In yesterday’s Sunday Shootaround, Flannery wonders if the “staggering turnaround” that has the East’s middle class outplaying the West is a blip or the start of a larger trend. You could make arguments either way; the West’s weakness seems more circumstantial than predictive, while the East is simply playing better basketball. Part of it is surely due simply to development and draft picks. Eastern Conference teams have added a lot of lottery talent recently, and they’ve had years to get better in places like Orlando. There are also superstars returning from injury, (Miami, Indiana) players moving East (Hornets, Knicks) and plans finally coming to fruition (Detroit). All that being said, one wonders if the current CBA, designed to stimulate player movement and increase parity, is playing a role. More players changing teams means more drastic changes every offseason, which could make it hard for either conference to remain dominant for long.

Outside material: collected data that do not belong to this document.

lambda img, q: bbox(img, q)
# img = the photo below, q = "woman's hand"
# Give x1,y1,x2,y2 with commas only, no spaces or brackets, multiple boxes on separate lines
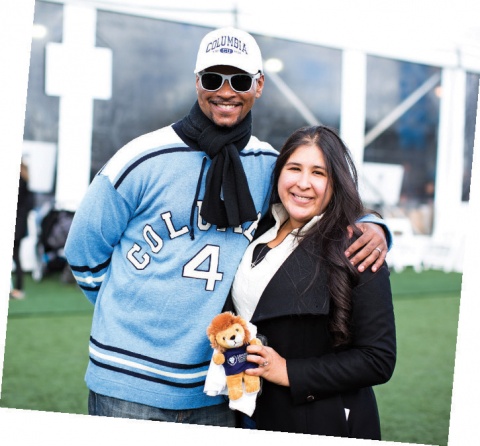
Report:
345,222,387,272
245,343,289,387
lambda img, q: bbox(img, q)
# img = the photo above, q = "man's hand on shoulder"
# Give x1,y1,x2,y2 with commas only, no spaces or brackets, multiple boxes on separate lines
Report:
345,222,388,272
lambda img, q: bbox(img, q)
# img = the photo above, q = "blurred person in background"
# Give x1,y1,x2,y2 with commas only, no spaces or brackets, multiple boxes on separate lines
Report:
11,159,34,300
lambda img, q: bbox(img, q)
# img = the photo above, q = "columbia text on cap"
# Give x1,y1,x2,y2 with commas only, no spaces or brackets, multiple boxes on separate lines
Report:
194,27,263,75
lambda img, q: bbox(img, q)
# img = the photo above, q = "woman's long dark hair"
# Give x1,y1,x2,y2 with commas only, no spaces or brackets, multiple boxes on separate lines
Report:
270,125,365,347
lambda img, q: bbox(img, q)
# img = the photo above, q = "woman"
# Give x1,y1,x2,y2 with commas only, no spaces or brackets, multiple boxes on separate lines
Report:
230,125,396,439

It’s a little sad that this article had to be written. It’s a completely fair question; Jefferson is 31 and often injured, with less and less of a place in both the Hornets offense and perhaps the NBA as a whole. He’s also one of the few free agents to ever go to Charlotte voluntarily, and was instrumental in helping turn around the team’s culture. If they play well while he’s out with a strained calf, there’s no way the front office won’t think about letting him walk this coming summer, or at least offering him a substantially smaller contract. It’s the smart thing to do, because the NBA is a business. It’s just kind of a bummer for Big Al.
This piece requires some patience, but it’s worth your time to stick with it. Anthony’s extended comparison between the Thunder adapting to a new offense and the muscle memory required to perform athletic tasks on a high level takes a while to get going, but the point is sound. OKC hasn’t looked right so far this year, but they’re also adjusting to a new coach, new players and a superstar franchise centerpiece returning from injury. Anthony sees them trending upwards, evocatively and passionately making the case for his team and their new coach. They’ll just have to make it through the transition, and teach themselves a new way to play. Hopefully it works out better for them then Anthony’s son.

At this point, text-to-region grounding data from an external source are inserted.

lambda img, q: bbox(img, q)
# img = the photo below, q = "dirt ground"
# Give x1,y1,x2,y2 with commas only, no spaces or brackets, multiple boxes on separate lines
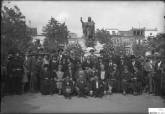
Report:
1,93,165,113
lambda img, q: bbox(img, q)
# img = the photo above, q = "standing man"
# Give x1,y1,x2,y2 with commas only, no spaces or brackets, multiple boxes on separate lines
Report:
29,54,38,92
118,56,127,92
154,57,163,95
11,51,24,95
144,59,154,94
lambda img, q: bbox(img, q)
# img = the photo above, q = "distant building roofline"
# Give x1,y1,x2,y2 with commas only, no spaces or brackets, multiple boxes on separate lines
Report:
131,27,145,30
145,28,158,31
106,28,119,30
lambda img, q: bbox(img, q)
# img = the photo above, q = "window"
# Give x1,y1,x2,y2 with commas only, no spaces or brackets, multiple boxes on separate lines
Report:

This is a few days old, but it’s also a very well done piece on a D-League player, so it warrants a late shout out. O’Connor spent some time with the Maine Red Claws, where the Celtics have stashed their second-round pick, and brought back reports of a rapidly developing rookie. Mickey, drafted as a shot-blocker with a limited offensive game, has apparently completely rebuilt his stroke and is now draining threes. He’s also been tasked with guarding wings, as the Celtics try to mold him into a poor man’s Draymond Green. While Mickey can’t pass like Green, the idea of adding a shot-blocking stretch 4/5 to an already versatile and dynamic Celtics roster is a pretty terrifying thought. It’s also a testament to Boston, who are using the D-League expertly as they work to develop young prospects into valuable players.